DEPENDENCY PARSER FOR MALAYALAM
A Dependency parser is important for applications like sentence structure identification, machine translation, clause boundary identification,question answering system etc. No work has been done so far in the field of dependency parser for Malayalam using machine learning approaches. The main concept of Dependency parser is that each linguistic units (words) are connected to each other by a direct link. Dependency grammar has the ability to deal with the languages that are morphologically rich and have relatively free order ie, Some words such as adverbs can freely be moved inside a sentence without influencing its correctness or meaning. A majority of human languages and Indian languages are included in such category. The vast majority of the parsers for morphologically rich free word order(MoR-FWO) languages, (for example,Czech, Turkish, and so on. ) have adopted the dependency grammatical framework. Malayalam is considered as the less word order language. Which means that it is not a complete free word order language since all words cant be freely moved.
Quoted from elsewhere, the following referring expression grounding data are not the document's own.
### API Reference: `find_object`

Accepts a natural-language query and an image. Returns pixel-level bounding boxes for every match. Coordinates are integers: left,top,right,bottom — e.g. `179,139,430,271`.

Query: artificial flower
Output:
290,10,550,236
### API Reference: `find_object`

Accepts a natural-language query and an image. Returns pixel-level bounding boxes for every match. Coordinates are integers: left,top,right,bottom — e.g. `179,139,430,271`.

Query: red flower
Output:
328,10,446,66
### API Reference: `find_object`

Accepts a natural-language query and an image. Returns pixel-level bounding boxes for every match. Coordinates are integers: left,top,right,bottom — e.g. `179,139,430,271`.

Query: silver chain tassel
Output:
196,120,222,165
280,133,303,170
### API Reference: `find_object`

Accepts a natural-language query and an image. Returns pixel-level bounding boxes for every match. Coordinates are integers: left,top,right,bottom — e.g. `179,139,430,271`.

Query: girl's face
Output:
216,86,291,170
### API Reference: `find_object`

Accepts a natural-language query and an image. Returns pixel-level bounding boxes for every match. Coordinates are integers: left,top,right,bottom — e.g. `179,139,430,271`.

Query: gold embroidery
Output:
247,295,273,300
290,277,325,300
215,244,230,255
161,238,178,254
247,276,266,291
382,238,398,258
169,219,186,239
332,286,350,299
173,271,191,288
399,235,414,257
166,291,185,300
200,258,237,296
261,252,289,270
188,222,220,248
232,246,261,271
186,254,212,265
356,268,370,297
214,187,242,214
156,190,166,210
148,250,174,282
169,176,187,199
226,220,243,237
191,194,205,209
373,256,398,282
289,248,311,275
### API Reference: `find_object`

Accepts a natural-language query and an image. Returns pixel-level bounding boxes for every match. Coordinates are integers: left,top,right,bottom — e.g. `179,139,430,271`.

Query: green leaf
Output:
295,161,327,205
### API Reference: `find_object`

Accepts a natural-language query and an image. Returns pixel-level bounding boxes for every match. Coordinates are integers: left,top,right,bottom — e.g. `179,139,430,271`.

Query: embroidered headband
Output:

The implementation of dependency parsing involves a sequence of steps. The input sentences are first tokenized. The tokenized words are first sent to stemmer and splitted as simple words then entered in to the pos tagger to get the pos tagged data. The pos tagged sentences are then passed to the chunker to get the chunked data. Now the words contain the pos tags and the chunk tags. It is then preprocessed to the parser input format and then passed to the parser. The parsed output is then converted to a digraph format which serves as the input to the tree viewer. The tree viewer gives the parsed output to be viewed in a tree format. The main processes involved in the building of proposed system are tokenization, POS tagging, phrase tagging, format conversion, parsing, and tree generation. Transition based approach is used in our model for parsing. Focus on projective dependency parsing. The method developed for the parser uses the pos tag and chunk tag as its features for parsing the new sentences. This approach used a greedy algorithm in which a single action is chosen at every point.